Jenny Stanford did not stand by her man — South Carolina Gov. Mark Sanford — as he made a rambling, tearful apology last summer for an affair with a woman in Argentina.
But she felt a strong desire to make a statement.
"Not a sound bite," she says in her new memoir, Staying True, "but to really let the world know where I was coming from."
That statement (reproduced at the bottom of this page) drew much praise.
"It was very honest and from the heart," Sanford said, "speaking about things that matter to me: marriage, family; I quoted from the Bible; you know, I asked for people to respect our privacy while I did my best to heal our family."
Sanford tells NPR's Renee Montagne that she did not attend her husband's news conference for two reasons.
"One, he didn't ask me," she said, "but if he had asked me, I would've said no. Two, we were separated. I don't know what I would have stood by him about."
The governor had been in Argentina until that morning, she said, and had only gotten in touch with her that day.
Another 'Gut Punch'
And as she describes in the book, Gov. Sanford called his estranged wife after the press conference with a question: "How'd I do?"
"Talk about another gut punch," Sanford tells Montagne. "I said, 'gee whiz. He saw me as an adviser and wanted me to give him political advice about how he was received.'"
Asked what she told her husband, Sanford recalls saying, "'Are you kidding? You cried for your lover and said very little of me or the boys."
"You know, from a wife's perspective, no, he did not say what I wished he had said. And frankly, from a political perspective, he talked way too long," she said.
Influence Of Politics
In fact, Sanford places much of the blame for her husband's fall from grace — and their pending divorce — on his success in politics.
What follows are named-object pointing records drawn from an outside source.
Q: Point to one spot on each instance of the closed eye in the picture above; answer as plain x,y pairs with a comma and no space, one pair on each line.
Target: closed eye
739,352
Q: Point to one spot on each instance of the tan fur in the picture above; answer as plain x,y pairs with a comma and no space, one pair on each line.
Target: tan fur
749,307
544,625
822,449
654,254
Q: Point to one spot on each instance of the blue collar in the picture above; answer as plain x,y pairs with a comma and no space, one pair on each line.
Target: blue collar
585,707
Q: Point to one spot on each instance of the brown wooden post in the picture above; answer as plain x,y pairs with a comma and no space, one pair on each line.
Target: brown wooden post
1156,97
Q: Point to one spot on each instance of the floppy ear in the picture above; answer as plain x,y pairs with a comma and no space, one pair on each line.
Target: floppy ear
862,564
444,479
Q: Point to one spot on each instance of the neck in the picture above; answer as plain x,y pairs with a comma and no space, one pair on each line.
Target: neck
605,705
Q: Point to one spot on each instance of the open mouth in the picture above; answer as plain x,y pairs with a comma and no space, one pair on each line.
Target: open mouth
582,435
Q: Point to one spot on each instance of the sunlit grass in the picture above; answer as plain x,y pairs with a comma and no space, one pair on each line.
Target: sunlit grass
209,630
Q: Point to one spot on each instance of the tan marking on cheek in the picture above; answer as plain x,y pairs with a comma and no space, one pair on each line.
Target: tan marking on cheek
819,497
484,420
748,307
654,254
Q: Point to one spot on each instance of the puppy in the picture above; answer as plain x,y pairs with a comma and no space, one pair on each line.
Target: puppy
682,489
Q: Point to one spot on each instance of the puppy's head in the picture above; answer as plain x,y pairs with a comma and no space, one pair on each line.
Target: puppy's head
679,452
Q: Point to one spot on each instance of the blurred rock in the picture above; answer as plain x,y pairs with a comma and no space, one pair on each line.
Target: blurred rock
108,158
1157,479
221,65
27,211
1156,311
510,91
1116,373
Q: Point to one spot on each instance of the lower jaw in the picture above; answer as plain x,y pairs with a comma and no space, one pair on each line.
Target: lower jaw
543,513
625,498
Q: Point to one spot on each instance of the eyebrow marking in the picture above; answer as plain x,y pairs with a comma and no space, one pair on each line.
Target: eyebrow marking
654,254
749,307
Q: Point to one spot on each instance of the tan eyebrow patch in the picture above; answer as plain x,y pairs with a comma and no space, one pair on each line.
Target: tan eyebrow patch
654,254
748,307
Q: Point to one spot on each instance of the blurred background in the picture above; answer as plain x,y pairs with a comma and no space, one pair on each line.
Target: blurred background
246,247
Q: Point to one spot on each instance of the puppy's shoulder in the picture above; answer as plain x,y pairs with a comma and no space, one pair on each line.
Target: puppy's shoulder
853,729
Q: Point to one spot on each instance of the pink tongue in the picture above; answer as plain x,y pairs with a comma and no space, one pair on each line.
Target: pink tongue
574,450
"I can trace back — the unraveling of our marriage really began when he became a congressman," Sanford said.
He ran highly principled campaigns, Sanford said, which were built on frugality and called for measures like privatizing Social Security.
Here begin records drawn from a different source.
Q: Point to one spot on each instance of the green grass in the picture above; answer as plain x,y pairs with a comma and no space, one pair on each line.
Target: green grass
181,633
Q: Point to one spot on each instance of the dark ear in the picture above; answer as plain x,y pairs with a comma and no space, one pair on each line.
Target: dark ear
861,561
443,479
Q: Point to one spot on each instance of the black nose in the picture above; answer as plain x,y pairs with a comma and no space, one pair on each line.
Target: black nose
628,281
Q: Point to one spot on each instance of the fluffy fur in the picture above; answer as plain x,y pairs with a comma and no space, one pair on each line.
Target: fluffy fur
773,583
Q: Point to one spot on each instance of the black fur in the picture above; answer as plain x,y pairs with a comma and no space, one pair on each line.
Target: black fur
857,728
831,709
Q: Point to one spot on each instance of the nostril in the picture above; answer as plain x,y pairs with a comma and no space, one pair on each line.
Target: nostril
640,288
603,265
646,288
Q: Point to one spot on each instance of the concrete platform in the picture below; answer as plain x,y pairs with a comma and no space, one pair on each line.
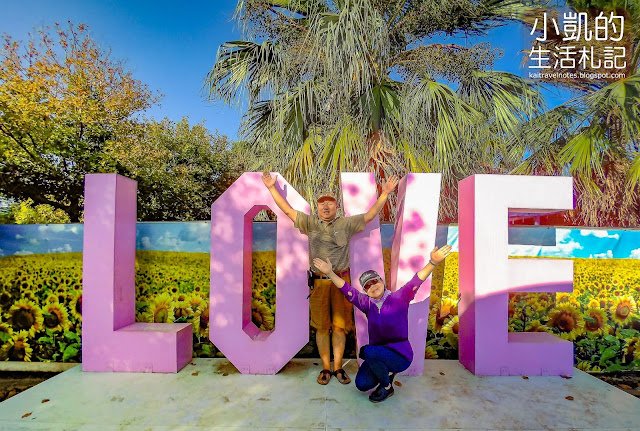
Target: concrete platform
212,394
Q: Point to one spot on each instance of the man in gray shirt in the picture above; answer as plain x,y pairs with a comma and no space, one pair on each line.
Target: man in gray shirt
329,236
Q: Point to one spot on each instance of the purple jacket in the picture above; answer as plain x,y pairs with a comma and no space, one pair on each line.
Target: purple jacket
388,324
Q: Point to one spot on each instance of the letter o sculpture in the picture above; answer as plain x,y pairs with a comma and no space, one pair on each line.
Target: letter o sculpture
253,351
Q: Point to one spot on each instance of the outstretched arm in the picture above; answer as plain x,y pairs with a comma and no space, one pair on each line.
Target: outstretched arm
387,188
436,257
270,183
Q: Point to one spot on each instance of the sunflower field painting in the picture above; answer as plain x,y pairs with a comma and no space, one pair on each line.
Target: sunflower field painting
41,307
41,299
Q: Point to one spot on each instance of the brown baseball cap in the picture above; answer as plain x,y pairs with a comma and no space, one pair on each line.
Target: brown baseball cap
328,194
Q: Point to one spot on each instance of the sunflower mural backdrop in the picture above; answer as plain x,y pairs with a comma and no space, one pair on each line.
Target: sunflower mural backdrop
41,292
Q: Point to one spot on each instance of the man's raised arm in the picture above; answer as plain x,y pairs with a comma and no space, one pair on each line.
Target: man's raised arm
387,188
270,183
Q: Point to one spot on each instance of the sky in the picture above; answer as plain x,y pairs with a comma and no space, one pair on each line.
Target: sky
170,46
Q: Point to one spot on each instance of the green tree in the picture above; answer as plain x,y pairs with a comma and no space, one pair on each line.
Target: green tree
595,135
63,102
180,169
349,85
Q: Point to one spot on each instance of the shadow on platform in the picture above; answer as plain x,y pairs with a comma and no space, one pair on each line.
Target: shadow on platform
212,394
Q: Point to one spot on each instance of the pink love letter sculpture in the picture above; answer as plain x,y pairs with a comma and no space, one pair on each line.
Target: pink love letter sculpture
253,351
487,276
414,238
111,340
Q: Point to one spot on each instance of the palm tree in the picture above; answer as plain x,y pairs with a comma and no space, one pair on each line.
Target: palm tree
595,135
332,86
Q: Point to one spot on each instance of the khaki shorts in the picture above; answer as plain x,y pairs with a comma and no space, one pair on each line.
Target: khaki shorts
329,307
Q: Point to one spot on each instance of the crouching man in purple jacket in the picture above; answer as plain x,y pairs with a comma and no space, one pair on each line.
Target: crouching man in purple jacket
389,351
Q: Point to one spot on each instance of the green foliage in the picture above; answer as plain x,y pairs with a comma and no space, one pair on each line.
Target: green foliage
180,169
63,100
67,108
25,213
356,86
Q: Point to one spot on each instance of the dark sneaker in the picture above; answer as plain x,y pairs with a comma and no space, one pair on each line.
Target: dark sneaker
391,377
381,394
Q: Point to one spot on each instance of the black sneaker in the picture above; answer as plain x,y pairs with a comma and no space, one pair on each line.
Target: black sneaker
381,394
391,377
375,393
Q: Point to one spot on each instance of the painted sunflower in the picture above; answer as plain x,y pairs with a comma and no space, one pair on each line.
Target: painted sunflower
52,299
56,317
536,326
76,306
5,300
161,310
623,309
181,309
567,320
631,350
440,312
25,315
17,349
195,301
596,322
584,366
450,330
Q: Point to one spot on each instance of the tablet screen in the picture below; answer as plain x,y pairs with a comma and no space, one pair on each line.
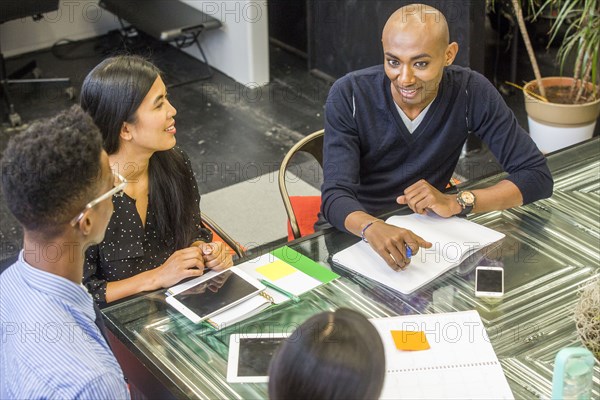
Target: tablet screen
249,356
222,290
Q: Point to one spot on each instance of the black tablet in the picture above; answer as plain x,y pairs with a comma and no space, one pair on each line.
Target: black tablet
215,294
250,355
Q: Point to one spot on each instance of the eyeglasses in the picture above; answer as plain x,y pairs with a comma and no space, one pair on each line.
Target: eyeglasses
119,188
But the strength that was required for Gov. Sanford to maintain his political principles "went hand in hand with the stroking of the ego that comes with people in high political office," she said.
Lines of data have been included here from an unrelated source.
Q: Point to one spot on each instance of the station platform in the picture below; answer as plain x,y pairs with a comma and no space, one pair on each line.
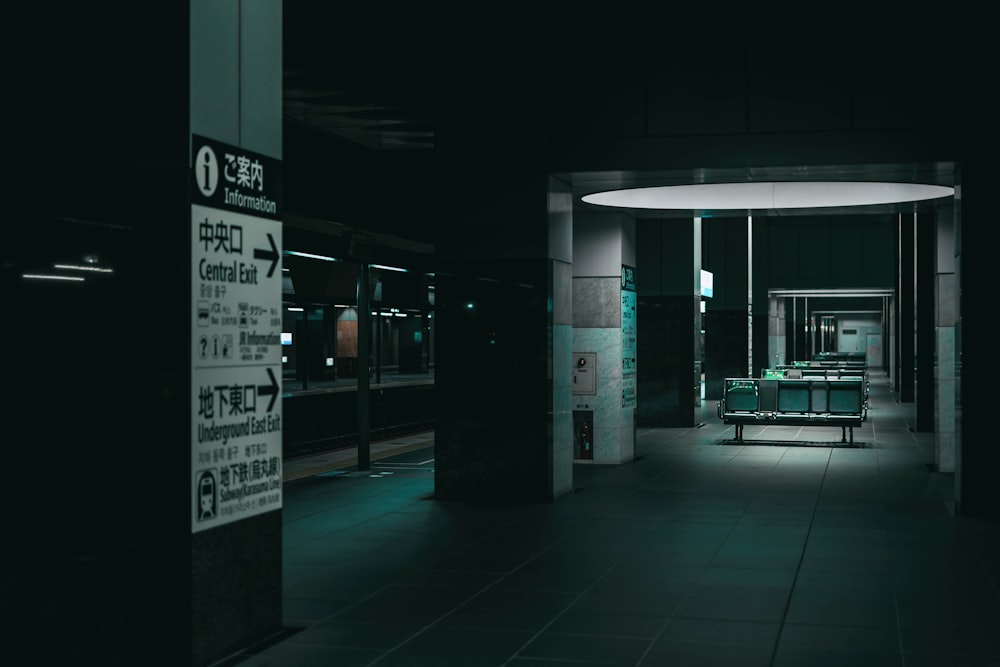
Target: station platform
787,549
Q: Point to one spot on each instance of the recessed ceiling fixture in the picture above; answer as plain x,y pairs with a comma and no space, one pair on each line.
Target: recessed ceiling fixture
776,195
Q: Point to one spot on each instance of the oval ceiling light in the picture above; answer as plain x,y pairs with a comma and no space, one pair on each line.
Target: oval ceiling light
777,195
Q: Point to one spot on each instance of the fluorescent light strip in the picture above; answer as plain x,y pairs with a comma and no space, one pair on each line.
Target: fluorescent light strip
778,195
45,276
76,267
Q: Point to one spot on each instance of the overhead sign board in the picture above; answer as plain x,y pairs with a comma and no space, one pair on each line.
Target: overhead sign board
236,286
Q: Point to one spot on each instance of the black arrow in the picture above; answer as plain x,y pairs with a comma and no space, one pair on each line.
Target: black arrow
272,254
269,389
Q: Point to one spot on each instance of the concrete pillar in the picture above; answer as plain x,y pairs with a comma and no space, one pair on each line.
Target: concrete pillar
561,255
946,382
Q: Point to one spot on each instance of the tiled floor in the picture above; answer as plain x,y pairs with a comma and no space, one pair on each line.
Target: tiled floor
777,552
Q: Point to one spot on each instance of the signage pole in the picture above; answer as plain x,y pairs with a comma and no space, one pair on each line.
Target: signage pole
364,367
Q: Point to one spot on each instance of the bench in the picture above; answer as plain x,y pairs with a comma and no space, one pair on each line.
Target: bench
822,369
795,402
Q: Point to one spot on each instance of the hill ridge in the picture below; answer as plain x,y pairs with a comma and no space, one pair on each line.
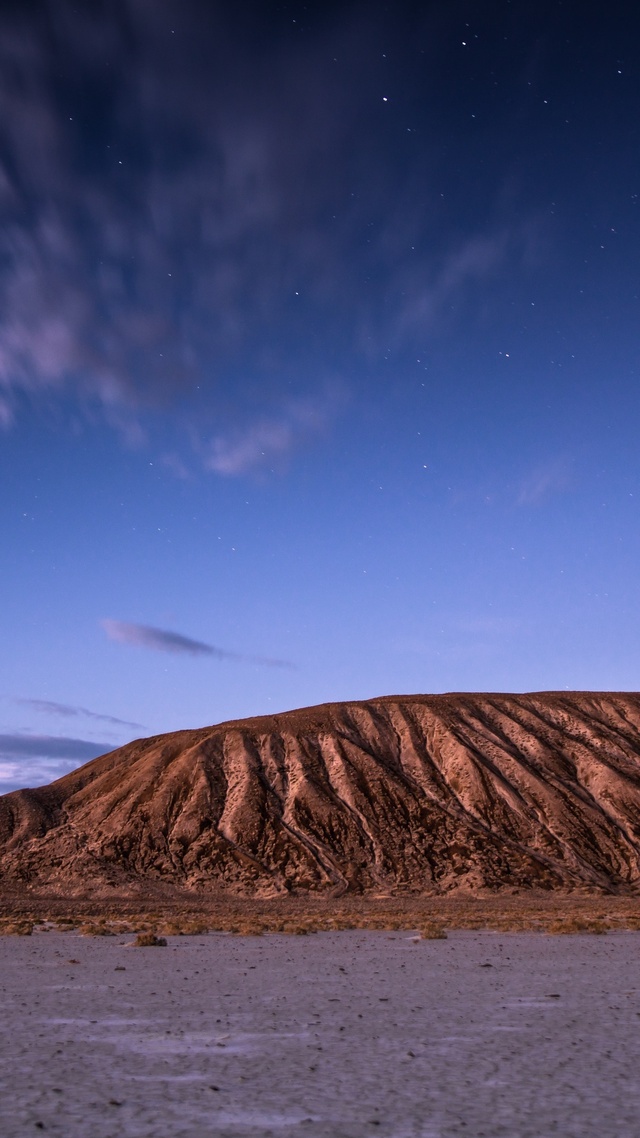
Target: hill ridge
394,794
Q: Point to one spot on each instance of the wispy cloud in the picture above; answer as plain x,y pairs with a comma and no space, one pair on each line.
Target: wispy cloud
32,760
271,439
194,234
162,640
50,747
549,478
68,711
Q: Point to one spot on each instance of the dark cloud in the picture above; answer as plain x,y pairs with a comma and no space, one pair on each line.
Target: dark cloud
160,640
68,711
205,212
50,747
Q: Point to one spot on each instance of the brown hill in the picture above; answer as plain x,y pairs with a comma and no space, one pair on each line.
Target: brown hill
419,793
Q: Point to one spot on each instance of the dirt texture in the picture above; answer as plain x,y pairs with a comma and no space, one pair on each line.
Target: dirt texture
419,794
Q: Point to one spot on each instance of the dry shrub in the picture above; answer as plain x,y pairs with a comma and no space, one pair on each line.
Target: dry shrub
576,924
16,929
246,929
149,940
433,931
95,929
180,928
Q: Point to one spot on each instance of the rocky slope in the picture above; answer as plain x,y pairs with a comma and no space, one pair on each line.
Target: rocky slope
419,793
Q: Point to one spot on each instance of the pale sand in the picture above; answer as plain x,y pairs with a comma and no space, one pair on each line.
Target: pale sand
349,1033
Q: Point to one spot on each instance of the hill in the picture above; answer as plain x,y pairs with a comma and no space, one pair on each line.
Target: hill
401,794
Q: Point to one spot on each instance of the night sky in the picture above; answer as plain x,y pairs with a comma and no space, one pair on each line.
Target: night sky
319,360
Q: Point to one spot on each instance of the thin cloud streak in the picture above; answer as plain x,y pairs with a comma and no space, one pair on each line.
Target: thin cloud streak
161,640
50,747
199,220
68,711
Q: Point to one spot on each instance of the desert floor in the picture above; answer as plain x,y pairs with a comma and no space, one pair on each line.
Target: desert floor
345,1033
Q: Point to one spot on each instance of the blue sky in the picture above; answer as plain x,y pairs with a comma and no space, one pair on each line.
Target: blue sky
318,361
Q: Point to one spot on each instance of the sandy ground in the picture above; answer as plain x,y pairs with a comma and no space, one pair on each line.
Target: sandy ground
350,1033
And that process begins the moment a candidate wins an election, she said, as seemingly overnight he is quickly transformed into someone people want access to.
"It becomes that much more important that you remain grounded in your values," Sanford said, "and over time, it becomes clear to me today that he lost sight of those, and became disconnected from the person that he originally was."
The Sanford Family
There were no outward signs that her husband was straying from those values, Sanford said. For instance, he never deviated from his allegiance to intense frugality.
"This is a guy that can pinch a penny better than anybody I know," Sanford said, "I mean, to his core" — in both his political campaigns and his personal life.
For instance, there are the stories about then-Rep. Sanford sleeping on a futon in his Washington office to save money. And the governor once gave her a drawing of a bicycle — or, more accurately, half a bicycle — for her birthday.
"And then I got another picture, with half a bike, for Christmas," she said. "And then he delivered the bike — it wasn't even a new bike. It was a $25 used purple bike."
That unusual gift didn't rattle Sanford, who noted it as a sign of how deeply seated her husband's frugality really was.
Asked about the state of their relationship now, with the finalization of their divorce looming, Sanford said, "One of our boys just had a birthday. And Mark and I together took the boys out for dinner, we had a delightful time. And we went back to the house and had birthday cake and opened presents, and then he drove back to Columbia.
"So, you know what, we are getting along beautifully, which is a choice on both of our parts. We are committed to being as compatible as we can be for the sake of our children."